The so-called August policy-making lull has been anything but relaxing for MHA as the association was active over the past two weeks at both the state and federal levels, commenting on the MassHealth waiver amendment, Health Safety Net funding, Medicaid DSH funding, and, most recently, waiving certain aspects of the Affordable Care Act.
In an August 21 letter on the MassHealth waiver to the Executive Office of Health and Human Services (EOHHS), MHA weighed in on Governor Baker’s proposed changes to MassHealth coverage, including the proposal that disallows MassHealth coverage for non-disabled adults who have access to affordable employer health insurance. MHA took a deep dive into the waiver, analyzing in depth nine of its specific proposal. MHA stated that the administration’s proposed MassHealth reforms can serve as the basis for addressing the sustainability of the MassHealth program. MHA also noted that improvements must be made to it to ensure than any changes to health coverage are affordable and take into consideration low-income patients who may fall through the cracks.
In an August 11 letter to new House Ways & Means Chair Jeffrey Sánchez and Senate Ways & Means Chair Karen Spilka, MHA made a strong pitch to include much needed legislative language for a $15 million transfer to the Health Safety Net (HSN) as part of the supplemental budget.

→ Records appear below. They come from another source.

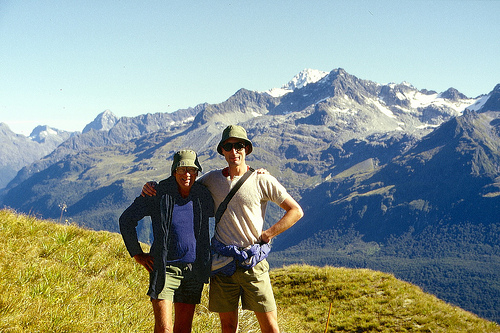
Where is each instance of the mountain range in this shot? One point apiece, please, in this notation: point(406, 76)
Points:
point(390, 177)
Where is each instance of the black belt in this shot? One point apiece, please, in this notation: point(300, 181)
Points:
point(185, 266)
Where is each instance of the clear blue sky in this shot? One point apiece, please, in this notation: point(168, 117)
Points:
point(64, 62)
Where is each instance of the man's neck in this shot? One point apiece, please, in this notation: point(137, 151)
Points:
point(237, 170)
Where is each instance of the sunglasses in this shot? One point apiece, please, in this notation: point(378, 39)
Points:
point(238, 146)
point(184, 170)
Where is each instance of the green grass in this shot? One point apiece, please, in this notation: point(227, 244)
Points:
point(62, 278)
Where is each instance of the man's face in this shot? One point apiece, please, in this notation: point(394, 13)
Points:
point(185, 177)
point(235, 155)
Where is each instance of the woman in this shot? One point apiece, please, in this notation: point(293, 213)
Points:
point(179, 259)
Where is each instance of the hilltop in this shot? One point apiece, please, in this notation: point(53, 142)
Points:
point(63, 278)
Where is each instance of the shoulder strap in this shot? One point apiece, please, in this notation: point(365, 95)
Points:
point(223, 205)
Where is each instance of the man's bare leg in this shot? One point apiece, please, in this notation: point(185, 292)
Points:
point(268, 321)
point(229, 321)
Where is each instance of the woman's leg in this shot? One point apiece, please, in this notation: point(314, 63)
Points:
point(162, 310)
point(183, 317)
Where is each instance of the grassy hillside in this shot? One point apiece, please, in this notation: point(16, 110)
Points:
point(62, 278)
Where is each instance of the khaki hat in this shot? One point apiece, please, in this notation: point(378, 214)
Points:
point(185, 158)
point(237, 132)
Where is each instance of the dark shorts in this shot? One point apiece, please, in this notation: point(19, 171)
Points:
point(181, 285)
point(252, 285)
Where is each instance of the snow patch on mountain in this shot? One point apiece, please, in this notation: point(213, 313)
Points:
point(300, 80)
point(103, 122)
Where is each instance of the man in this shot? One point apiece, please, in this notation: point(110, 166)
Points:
point(179, 260)
point(241, 227)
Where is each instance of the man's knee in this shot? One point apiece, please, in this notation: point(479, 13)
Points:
point(229, 321)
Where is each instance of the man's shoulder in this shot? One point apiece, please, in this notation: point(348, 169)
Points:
point(210, 175)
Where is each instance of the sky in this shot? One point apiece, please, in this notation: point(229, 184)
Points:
point(64, 62)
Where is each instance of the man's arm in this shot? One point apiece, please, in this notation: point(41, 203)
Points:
point(128, 223)
point(293, 214)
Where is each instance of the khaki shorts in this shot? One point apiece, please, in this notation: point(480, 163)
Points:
point(252, 285)
point(181, 286)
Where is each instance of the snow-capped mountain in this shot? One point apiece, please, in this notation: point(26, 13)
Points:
point(103, 122)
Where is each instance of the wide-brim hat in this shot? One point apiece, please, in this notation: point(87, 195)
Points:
point(185, 158)
point(237, 132)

With one month remaining in Health Safety Net 2017 fiscal year, a state funding transfer has still not occurred.
On August 28, MHA submitted formal comments to CMS Administrator Seema Verma, asking CMS to delay its proposed rule to implement Medicaid State Disproportionate Hospital allotment reductions beginning in FY2018. According to CMS estimates provided in the proposed rule, Massachusetts will experience a 31.45% reduction in FY2018 alone – the largest reduction in the country. The outlook for further reductions is overwhelming given the cuts increase each year and will effectively quadruple by 2024.

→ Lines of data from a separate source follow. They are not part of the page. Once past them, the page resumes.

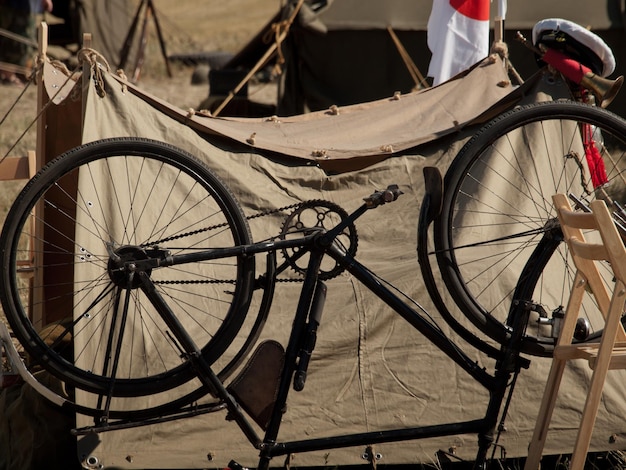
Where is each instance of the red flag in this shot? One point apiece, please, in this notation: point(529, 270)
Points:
point(458, 36)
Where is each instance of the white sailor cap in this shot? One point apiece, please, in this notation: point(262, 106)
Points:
point(586, 47)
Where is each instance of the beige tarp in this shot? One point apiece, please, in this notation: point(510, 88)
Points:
point(369, 371)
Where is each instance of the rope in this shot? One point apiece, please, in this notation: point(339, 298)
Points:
point(95, 60)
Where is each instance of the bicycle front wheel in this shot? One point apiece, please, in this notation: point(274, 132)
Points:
point(78, 226)
point(497, 206)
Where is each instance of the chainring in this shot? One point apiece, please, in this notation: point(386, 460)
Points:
point(312, 216)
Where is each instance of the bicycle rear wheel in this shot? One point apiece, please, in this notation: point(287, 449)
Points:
point(86, 320)
point(497, 206)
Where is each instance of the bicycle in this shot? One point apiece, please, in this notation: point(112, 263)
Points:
point(494, 246)
point(136, 249)
point(129, 245)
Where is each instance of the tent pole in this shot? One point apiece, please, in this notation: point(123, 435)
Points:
point(263, 60)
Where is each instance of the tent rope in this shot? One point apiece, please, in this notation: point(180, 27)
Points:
point(95, 59)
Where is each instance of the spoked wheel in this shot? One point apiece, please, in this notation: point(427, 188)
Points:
point(88, 245)
point(497, 206)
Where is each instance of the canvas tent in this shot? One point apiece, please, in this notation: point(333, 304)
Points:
point(342, 52)
point(369, 372)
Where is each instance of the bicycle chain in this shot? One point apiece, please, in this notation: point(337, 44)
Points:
point(216, 226)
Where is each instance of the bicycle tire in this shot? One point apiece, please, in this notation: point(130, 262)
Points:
point(132, 195)
point(497, 206)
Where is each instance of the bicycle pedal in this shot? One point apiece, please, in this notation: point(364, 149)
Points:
point(255, 388)
point(232, 465)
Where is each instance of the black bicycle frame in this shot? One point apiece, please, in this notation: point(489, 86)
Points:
point(318, 245)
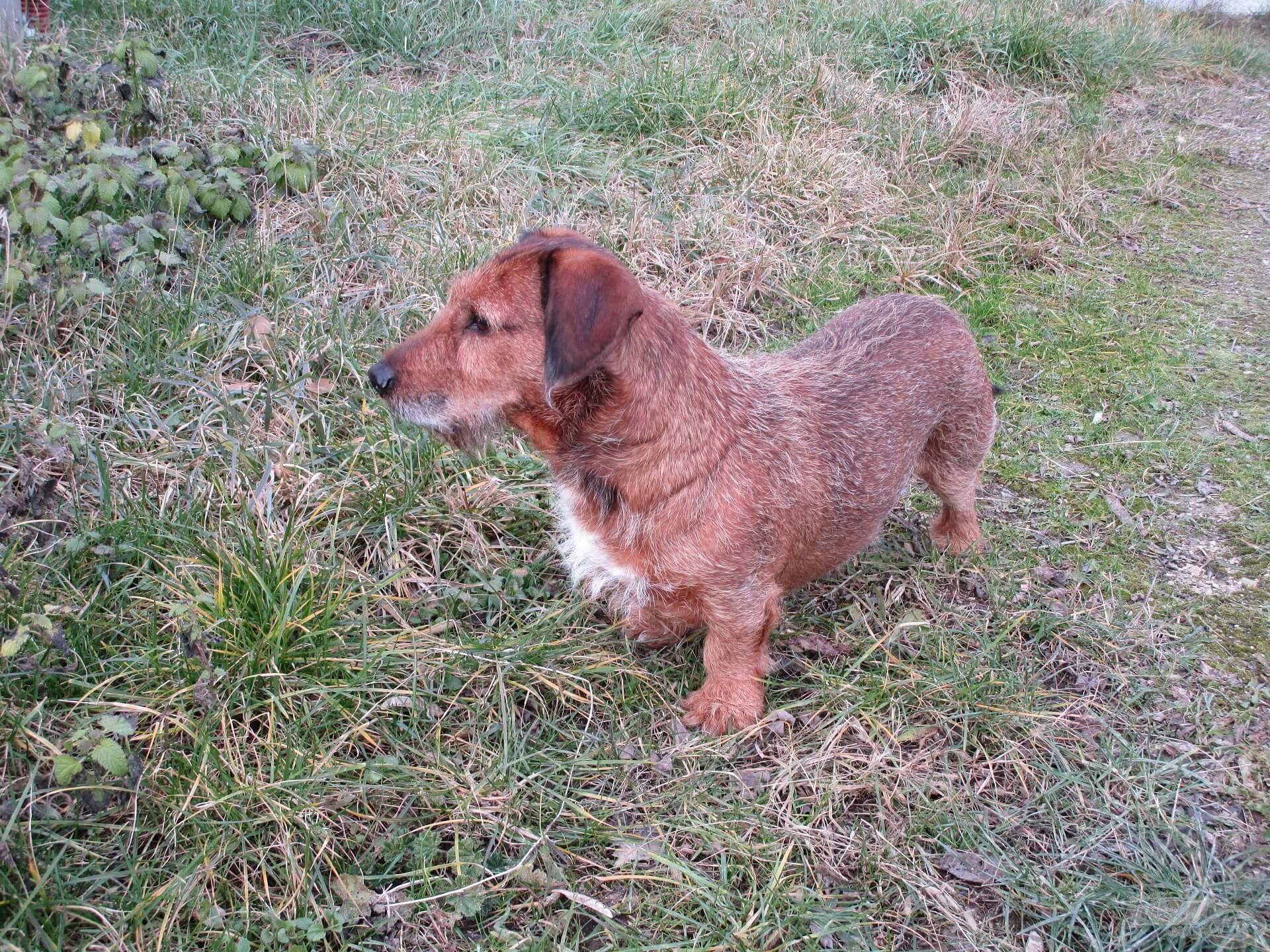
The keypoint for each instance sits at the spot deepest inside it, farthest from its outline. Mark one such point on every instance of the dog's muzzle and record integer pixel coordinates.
(382, 379)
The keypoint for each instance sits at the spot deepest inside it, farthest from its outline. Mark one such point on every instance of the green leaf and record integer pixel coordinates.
(298, 178)
(37, 219)
(117, 725)
(66, 768)
(13, 645)
(111, 757)
(148, 63)
(31, 77)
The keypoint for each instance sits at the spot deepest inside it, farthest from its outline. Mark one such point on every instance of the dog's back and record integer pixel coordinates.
(888, 386)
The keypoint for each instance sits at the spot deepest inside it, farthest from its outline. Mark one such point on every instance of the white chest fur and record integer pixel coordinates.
(593, 568)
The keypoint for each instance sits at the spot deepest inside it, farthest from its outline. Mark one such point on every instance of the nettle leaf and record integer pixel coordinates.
(31, 77)
(92, 135)
(116, 724)
(37, 219)
(15, 644)
(66, 768)
(111, 757)
(107, 190)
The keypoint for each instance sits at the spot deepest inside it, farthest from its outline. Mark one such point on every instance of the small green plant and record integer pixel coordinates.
(95, 760)
(31, 630)
(89, 190)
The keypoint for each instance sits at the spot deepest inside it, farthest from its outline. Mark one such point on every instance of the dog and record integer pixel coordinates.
(695, 488)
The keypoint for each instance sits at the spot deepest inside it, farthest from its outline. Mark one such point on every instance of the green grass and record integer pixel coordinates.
(368, 710)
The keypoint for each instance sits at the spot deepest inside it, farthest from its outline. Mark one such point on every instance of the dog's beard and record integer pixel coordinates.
(470, 434)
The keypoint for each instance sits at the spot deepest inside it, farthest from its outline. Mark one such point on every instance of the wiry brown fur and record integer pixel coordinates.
(698, 488)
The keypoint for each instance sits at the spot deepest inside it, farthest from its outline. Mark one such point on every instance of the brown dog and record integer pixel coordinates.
(698, 488)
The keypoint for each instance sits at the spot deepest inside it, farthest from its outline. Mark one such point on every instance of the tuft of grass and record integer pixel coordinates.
(366, 710)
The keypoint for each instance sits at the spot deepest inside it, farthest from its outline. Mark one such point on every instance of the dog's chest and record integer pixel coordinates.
(591, 561)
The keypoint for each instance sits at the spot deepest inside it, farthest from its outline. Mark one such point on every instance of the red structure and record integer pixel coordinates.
(37, 13)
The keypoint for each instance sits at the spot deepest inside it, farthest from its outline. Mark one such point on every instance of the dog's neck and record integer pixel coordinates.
(656, 420)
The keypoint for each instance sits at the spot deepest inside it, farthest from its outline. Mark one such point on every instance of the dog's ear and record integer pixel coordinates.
(589, 300)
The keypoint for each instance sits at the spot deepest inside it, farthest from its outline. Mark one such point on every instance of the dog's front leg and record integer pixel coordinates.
(737, 659)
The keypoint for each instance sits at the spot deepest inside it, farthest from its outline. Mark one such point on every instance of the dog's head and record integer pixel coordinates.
(539, 317)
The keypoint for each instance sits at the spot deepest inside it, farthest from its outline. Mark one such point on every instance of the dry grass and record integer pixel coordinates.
(370, 713)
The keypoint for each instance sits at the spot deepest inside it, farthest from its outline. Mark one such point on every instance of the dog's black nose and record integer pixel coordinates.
(381, 379)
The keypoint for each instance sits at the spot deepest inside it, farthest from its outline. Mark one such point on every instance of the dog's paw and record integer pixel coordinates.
(720, 709)
(954, 539)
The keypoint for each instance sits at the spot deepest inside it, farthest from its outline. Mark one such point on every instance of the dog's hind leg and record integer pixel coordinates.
(736, 656)
(951, 463)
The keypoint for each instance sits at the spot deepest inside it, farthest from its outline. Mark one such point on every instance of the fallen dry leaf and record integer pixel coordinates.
(259, 328)
(777, 723)
(1121, 512)
(917, 733)
(816, 645)
(356, 894)
(752, 782)
(1235, 430)
(635, 852)
(591, 903)
(204, 691)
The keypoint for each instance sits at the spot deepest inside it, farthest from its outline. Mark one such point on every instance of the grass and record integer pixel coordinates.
(370, 714)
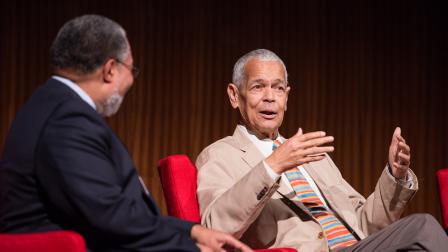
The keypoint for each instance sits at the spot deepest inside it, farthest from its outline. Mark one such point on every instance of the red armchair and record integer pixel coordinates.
(56, 241)
(178, 177)
(442, 178)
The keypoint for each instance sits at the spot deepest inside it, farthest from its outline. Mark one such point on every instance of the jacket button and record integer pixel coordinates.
(262, 193)
(320, 235)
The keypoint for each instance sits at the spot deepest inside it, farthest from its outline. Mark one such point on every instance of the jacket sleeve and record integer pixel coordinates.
(87, 190)
(382, 207)
(230, 199)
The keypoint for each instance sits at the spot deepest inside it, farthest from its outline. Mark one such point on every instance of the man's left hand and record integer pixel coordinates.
(399, 155)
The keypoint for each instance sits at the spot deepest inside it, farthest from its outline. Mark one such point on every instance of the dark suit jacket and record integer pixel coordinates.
(64, 168)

On August 24, MHA wrote to the Health Connector on the issue of the state’s proposed “Section 1332” waiver to the Affordable Care Act. Through that waiver, the state hopes to establish a Premium Stabilization Fund in lieu of federal Cost-Sharing Reductions (CSRs) for low-income enrollees who purchase health insurance in the Connector. MHA supports the state’s efforts but added: “If a Premium Stabilization Fund is created on the commonwealth’s books, it should be crafted in a manner that includes protective language to ensure these funds cannot be used for other purposes.”